We were involving the kids, all 65 of them, at Rise Up!’s after school program. Having saved out an area where they could put their mark on the mural, we were cycling the kids through one by one. This 11 year old angrily eyed everyone else getting their hands in the paint, while she argued with her teacher and then with me. Did she want to be involved? It was hard to know. Six pans of color from the mural palette were set out, but by the time this little friend agreed to get her hand dirty the purple and the red were decommissioned (artist’s prerogative for many kids kept choosing the darker colors).

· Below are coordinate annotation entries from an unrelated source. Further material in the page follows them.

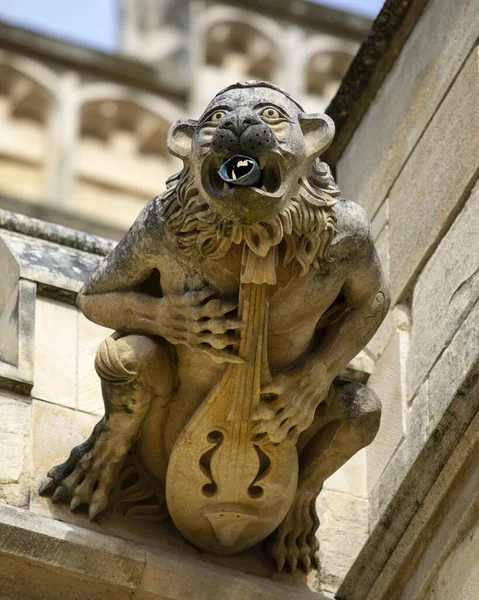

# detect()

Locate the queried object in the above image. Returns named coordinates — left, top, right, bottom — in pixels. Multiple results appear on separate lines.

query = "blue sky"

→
left=0, top=0, right=384, bottom=52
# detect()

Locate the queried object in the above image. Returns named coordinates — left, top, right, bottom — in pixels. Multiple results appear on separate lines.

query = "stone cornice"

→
left=325, top=0, right=429, bottom=166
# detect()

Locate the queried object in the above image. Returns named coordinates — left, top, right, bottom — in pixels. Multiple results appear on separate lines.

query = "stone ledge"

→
left=0, top=505, right=326, bottom=600
left=0, top=207, right=116, bottom=256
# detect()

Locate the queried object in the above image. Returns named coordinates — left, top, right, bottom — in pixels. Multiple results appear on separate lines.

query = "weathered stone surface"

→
left=337, top=0, right=479, bottom=218
left=0, top=208, right=116, bottom=256
left=0, top=236, right=36, bottom=392
left=324, top=449, right=368, bottom=498
left=0, top=230, right=101, bottom=293
left=407, top=184, right=479, bottom=398
left=32, top=297, right=77, bottom=408
left=318, top=491, right=369, bottom=593
left=389, top=47, right=479, bottom=301
left=38, top=82, right=389, bottom=572
left=30, top=399, right=98, bottom=517
left=78, top=313, right=112, bottom=415
left=0, top=506, right=325, bottom=600
left=366, top=330, right=407, bottom=490
left=425, top=523, right=479, bottom=600
left=429, top=303, right=479, bottom=430
left=0, top=395, right=31, bottom=508
left=338, top=361, right=479, bottom=600
left=368, top=382, right=430, bottom=529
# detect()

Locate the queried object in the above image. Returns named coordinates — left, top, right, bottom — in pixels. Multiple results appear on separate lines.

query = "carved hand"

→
left=159, top=290, right=243, bottom=362
left=251, top=369, right=332, bottom=446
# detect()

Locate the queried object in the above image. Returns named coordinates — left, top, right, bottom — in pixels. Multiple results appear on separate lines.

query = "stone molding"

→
left=0, top=210, right=115, bottom=394
left=0, top=506, right=326, bottom=600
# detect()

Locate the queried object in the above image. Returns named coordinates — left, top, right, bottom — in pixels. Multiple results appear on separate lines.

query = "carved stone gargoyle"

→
left=40, top=82, right=389, bottom=571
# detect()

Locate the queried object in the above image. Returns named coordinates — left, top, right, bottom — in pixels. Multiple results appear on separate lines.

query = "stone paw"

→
left=267, top=495, right=319, bottom=573
left=39, top=422, right=128, bottom=521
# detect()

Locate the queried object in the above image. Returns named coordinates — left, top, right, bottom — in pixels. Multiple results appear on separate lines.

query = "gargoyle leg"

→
left=40, top=333, right=175, bottom=519
left=269, top=380, right=381, bottom=572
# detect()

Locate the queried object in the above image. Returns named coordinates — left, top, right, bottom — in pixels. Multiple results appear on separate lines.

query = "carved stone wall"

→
left=337, top=0, right=479, bottom=600
left=0, top=0, right=370, bottom=238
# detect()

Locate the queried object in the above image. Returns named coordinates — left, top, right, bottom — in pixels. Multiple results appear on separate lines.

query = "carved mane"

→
left=159, top=158, right=340, bottom=277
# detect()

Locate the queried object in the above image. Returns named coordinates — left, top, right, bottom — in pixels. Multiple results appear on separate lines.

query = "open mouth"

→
left=205, top=154, right=281, bottom=195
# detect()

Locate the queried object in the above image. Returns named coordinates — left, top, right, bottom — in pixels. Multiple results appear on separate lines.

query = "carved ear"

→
left=167, top=119, right=197, bottom=160
left=299, top=113, right=334, bottom=158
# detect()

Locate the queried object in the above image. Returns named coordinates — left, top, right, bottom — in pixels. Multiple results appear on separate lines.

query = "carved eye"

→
left=210, top=110, right=226, bottom=125
left=259, top=106, right=285, bottom=125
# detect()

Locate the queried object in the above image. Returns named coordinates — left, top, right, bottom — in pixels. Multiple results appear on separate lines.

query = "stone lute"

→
left=166, top=246, right=298, bottom=554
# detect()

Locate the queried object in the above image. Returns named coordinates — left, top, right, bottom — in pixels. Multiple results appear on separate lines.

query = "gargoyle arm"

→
left=77, top=198, right=161, bottom=335
left=301, top=236, right=390, bottom=380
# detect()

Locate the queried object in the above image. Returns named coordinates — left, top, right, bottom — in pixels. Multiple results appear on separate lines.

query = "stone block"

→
left=78, top=313, right=112, bottom=415
left=371, top=198, right=389, bottom=241
left=337, top=0, right=479, bottom=216
left=32, top=297, right=77, bottom=408
left=317, top=490, right=369, bottom=594
left=0, top=395, right=31, bottom=506
left=407, top=184, right=479, bottom=398
left=0, top=225, right=102, bottom=297
left=389, top=47, right=479, bottom=302
left=368, top=382, right=430, bottom=530
left=324, top=449, right=368, bottom=498
left=429, top=303, right=479, bottom=431
left=0, top=506, right=326, bottom=600
left=366, top=331, right=407, bottom=490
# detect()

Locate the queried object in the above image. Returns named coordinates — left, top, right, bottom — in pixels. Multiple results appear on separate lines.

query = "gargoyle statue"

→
left=40, top=82, right=389, bottom=571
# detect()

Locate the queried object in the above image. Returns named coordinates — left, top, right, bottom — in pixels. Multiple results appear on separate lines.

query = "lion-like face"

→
left=169, top=85, right=334, bottom=225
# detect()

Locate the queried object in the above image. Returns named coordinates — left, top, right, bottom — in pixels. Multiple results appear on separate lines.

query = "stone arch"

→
left=74, top=83, right=183, bottom=228
left=78, top=84, right=183, bottom=158
left=201, top=7, right=286, bottom=82
left=0, top=52, right=57, bottom=200
left=302, top=36, right=357, bottom=99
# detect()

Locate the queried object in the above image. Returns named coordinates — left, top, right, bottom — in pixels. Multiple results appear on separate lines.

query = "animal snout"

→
left=211, top=113, right=277, bottom=156
left=220, top=115, right=258, bottom=135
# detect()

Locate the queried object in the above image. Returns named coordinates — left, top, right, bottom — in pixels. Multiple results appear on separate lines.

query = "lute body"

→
left=166, top=248, right=298, bottom=554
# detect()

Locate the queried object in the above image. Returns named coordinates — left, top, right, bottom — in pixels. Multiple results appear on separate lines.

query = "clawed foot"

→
left=39, top=421, right=129, bottom=521
left=268, top=495, right=319, bottom=573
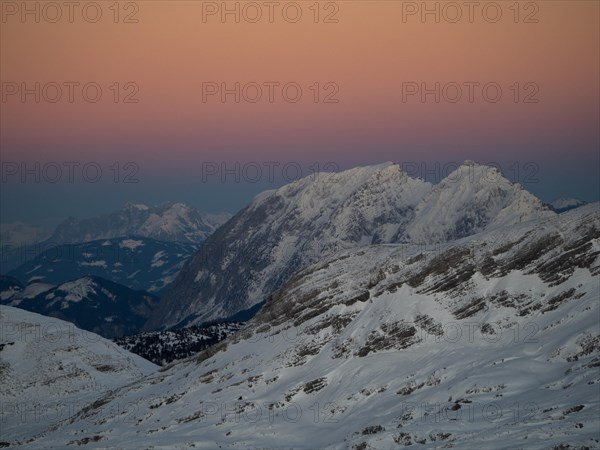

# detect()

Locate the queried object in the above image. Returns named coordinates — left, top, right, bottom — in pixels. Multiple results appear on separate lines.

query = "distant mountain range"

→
left=0, top=203, right=231, bottom=274
left=148, top=161, right=555, bottom=329
left=22, top=200, right=600, bottom=450
left=550, top=198, right=586, bottom=214
left=8, top=236, right=198, bottom=294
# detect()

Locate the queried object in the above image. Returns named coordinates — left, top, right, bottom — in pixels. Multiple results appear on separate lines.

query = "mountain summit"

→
left=50, top=202, right=230, bottom=244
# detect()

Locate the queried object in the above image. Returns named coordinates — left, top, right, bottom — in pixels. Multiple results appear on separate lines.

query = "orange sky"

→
left=0, top=0, right=600, bottom=216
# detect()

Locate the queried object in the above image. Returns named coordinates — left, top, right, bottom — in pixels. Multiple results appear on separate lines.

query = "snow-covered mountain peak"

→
left=22, top=207, right=600, bottom=450
left=403, top=161, right=554, bottom=244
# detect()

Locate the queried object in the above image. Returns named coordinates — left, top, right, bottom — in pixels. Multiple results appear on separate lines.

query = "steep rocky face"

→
left=23, top=204, right=600, bottom=449
left=148, top=163, right=431, bottom=329
left=147, top=162, right=555, bottom=329
left=0, top=305, right=159, bottom=442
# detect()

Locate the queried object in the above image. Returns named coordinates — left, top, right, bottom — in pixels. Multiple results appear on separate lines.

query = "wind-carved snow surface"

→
left=0, top=305, right=158, bottom=445
left=148, top=161, right=555, bottom=330
left=18, top=203, right=600, bottom=449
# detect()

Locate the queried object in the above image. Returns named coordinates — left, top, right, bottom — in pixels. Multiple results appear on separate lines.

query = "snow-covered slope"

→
left=0, top=306, right=158, bottom=446
left=114, top=322, right=244, bottom=366
left=148, top=162, right=555, bottom=329
left=21, top=203, right=600, bottom=449
left=550, top=198, right=586, bottom=214
left=0, top=277, right=158, bottom=338
left=9, top=236, right=198, bottom=294
left=50, top=203, right=231, bottom=244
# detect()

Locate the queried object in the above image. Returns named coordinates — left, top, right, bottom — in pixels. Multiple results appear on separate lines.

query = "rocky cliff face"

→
left=147, top=162, right=555, bottom=329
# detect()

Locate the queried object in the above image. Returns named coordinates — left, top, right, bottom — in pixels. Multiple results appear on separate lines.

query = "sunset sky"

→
left=0, top=0, right=600, bottom=223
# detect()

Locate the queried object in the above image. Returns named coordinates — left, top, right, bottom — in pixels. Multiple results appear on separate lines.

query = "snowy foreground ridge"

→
left=0, top=305, right=158, bottom=446
left=8, top=203, right=600, bottom=449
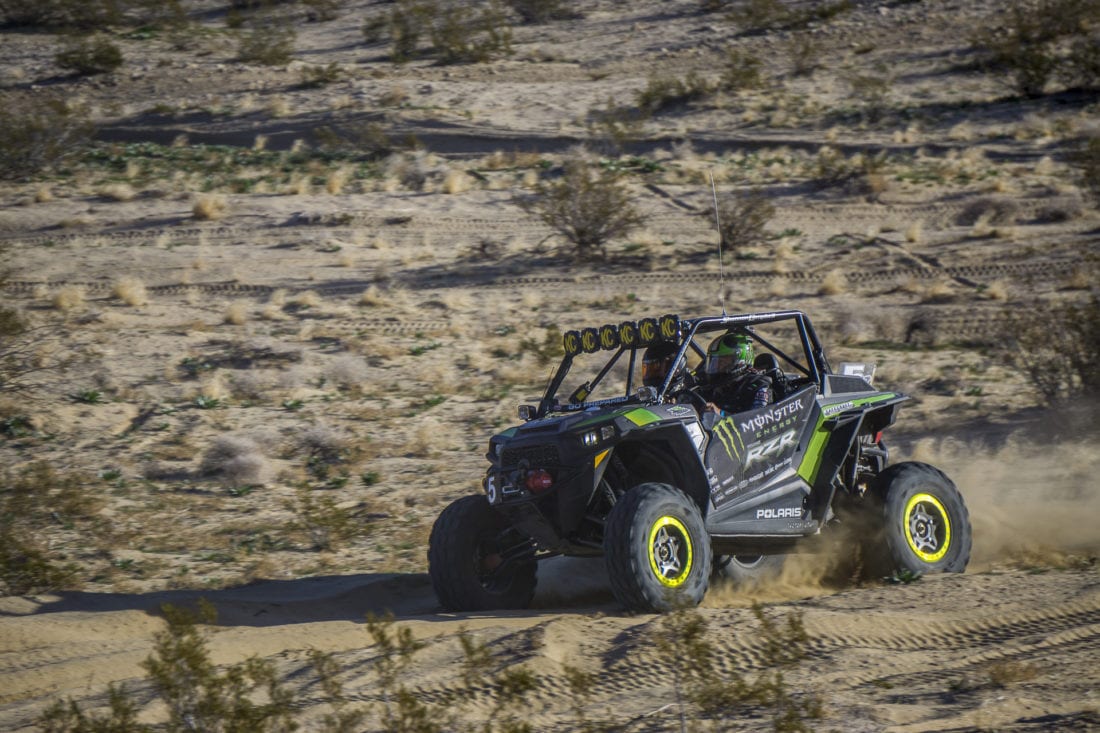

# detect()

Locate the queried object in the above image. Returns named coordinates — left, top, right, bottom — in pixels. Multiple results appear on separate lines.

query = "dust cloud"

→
left=911, top=436, right=1100, bottom=570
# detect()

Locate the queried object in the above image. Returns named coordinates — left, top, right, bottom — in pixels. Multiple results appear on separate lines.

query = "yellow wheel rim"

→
left=904, top=494, right=952, bottom=562
left=646, top=516, right=694, bottom=588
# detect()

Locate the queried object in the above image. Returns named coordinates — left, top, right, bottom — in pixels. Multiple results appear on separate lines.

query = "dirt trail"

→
left=0, top=561, right=1100, bottom=731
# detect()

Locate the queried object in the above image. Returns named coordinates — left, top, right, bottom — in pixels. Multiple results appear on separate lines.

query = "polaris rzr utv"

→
left=428, top=310, right=970, bottom=612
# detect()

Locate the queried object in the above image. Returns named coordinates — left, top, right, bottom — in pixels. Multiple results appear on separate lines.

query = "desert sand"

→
left=0, top=0, right=1100, bottom=731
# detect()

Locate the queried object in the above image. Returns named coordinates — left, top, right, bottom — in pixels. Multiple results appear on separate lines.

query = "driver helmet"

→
left=641, top=341, right=683, bottom=387
left=706, top=332, right=752, bottom=378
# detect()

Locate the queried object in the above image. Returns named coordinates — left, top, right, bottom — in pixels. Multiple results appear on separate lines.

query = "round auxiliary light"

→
left=619, top=320, right=638, bottom=349
left=581, top=328, right=600, bottom=353
left=600, top=324, right=619, bottom=350
left=660, top=314, right=680, bottom=341
left=561, top=331, right=581, bottom=357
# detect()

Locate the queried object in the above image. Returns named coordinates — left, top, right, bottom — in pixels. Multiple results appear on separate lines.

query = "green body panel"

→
left=798, top=392, right=898, bottom=485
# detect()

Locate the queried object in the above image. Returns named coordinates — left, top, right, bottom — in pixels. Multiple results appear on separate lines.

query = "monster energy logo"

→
left=714, top=417, right=745, bottom=461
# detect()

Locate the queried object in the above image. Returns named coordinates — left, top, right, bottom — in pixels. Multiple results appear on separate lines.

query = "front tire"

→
left=604, top=483, right=711, bottom=613
left=873, top=462, right=971, bottom=573
left=428, top=494, right=538, bottom=611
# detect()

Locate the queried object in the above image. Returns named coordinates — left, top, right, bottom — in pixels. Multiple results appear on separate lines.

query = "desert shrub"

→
left=1069, top=134, right=1100, bottom=203
left=54, top=36, right=122, bottom=76
left=199, top=435, right=271, bottom=486
left=727, top=0, right=855, bottom=33
left=635, top=72, right=714, bottom=117
left=706, top=188, right=776, bottom=256
left=722, top=48, right=763, bottom=91
left=506, top=0, right=581, bottom=23
left=142, top=600, right=296, bottom=733
left=1000, top=296, right=1100, bottom=405
left=237, top=12, right=297, bottom=66
left=653, top=604, right=822, bottom=732
left=846, top=70, right=893, bottom=122
left=298, top=62, right=344, bottom=89
left=0, top=0, right=121, bottom=30
left=787, top=32, right=823, bottom=76
left=387, top=0, right=512, bottom=64
left=429, top=1, right=512, bottom=64
left=955, top=196, right=1020, bottom=227
left=0, top=528, right=79, bottom=595
left=971, top=0, right=1100, bottom=97
left=519, top=158, right=646, bottom=260
left=39, top=685, right=153, bottom=733
left=314, top=121, right=419, bottom=160
left=587, top=98, right=649, bottom=153
left=0, top=461, right=99, bottom=595
left=0, top=95, right=94, bottom=178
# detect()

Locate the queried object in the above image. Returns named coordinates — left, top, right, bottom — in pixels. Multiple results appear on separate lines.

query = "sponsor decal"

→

This really set her off and she was now determined to tell me and everyone else what she had to have. We worked with her, we explained the color balance, we coached her not to miss her opportunity, and finally we were done. 64 hands are on the mural now, but one is missing.

Later that evening I reviewed the afternoon’s project “did I handle that well enough?” “Could we have better helped her be involved?” “What was more important: color balance or wise coaching of an angry child, or a life lesson that may or may not have been going on there?” What struck me as I weighed this was that one resistant child took more emotional energy than all the other 64 kids combined! She was determined not to budge, and she wanted us to know it. We did.

Adamantly, she took her stand “but purple is important to me!” even though she was repeatedly coached that the purple was no longer an option. When I think of stubbornness and insistence, I will think of this little girl’s will. She just could not soften. The time was up, the plates of remaining color were scooped into the trash, and she was surprised to see that her opportunity was really over.

That’s the part that makes me most sad. Things end.